Tasks form the reusable building blocks of algorithmic code. While they are often accessed from the command line, by executing a CmdLineTask, they may also be used directly by the Python programmer from within a script or notebook.
Across the stack and its documentation, there are a few different conventions for the names given to methods used as points of entry to the Task logic:
- Sometimes, we use a run method which takes a list of explicit data types;
- Sometimes, we use a run method which takes a Butler dataRef;
- Sometimes, we provide a runDataRef method which takes a dataRef, unpacks it into its constituent parts, and calls run appropriately;
- Sometimes, rather than providing run as the primary point of entry to the task, we use some other name which reflects its functionality (e.g. CharacterizeImageTask.characterize, CalibrateTask.calibrate, etc).
For the convenience of Python programmers, who would like to be able to call Tasks in a uniform way, and to ensure that the arguments to every Task are explicit (rather than an opaque blob), I suggest that we should standardize our approach as follows:
- Every Task (including CmdLineTasks) must provide a run method as their primary point of entry.

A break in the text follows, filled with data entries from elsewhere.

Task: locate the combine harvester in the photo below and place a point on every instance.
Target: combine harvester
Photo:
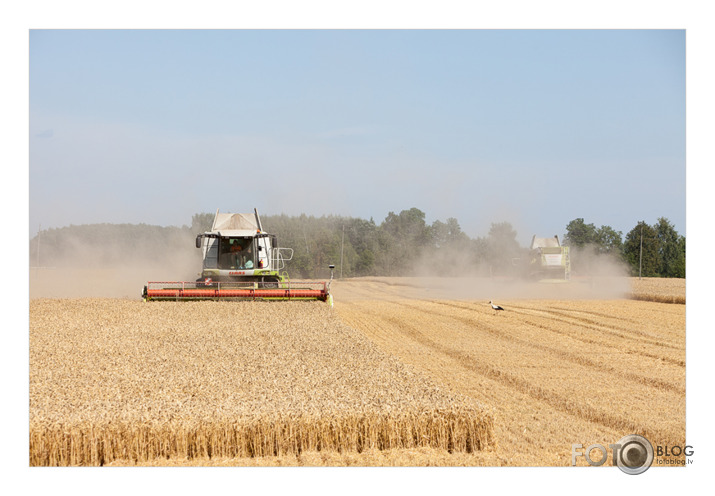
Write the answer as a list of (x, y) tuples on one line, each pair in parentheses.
[(550, 261), (240, 262)]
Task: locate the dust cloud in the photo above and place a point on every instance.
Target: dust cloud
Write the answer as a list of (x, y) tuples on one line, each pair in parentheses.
[(456, 276), (111, 267)]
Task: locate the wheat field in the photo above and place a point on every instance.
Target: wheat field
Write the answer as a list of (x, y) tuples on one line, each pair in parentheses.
[(127, 382), (399, 372)]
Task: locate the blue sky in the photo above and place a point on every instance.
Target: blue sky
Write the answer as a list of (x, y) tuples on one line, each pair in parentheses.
[(533, 127)]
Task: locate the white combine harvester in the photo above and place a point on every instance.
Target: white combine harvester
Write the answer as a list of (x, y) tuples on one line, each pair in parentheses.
[(549, 260), (241, 262)]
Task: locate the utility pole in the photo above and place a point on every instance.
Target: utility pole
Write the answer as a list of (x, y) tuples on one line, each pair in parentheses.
[(640, 258), (39, 233), (342, 245)]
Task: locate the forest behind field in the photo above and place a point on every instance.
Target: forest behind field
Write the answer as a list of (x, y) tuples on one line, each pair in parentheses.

This must take as explicit arguments everything the Task needs to get its job done (ie, not a dataRef).
- Tasks may provide a runDataRef method which accepts a dataRef as input, extracts the necessary information from that dataRef, and then calls run.
Note that adopting this RFC will involve not just changing our documentation and updating existing Tasks to follow the new convention, but also changing the logic in pipe_base which calls CmdLineTask.run with a dataRef.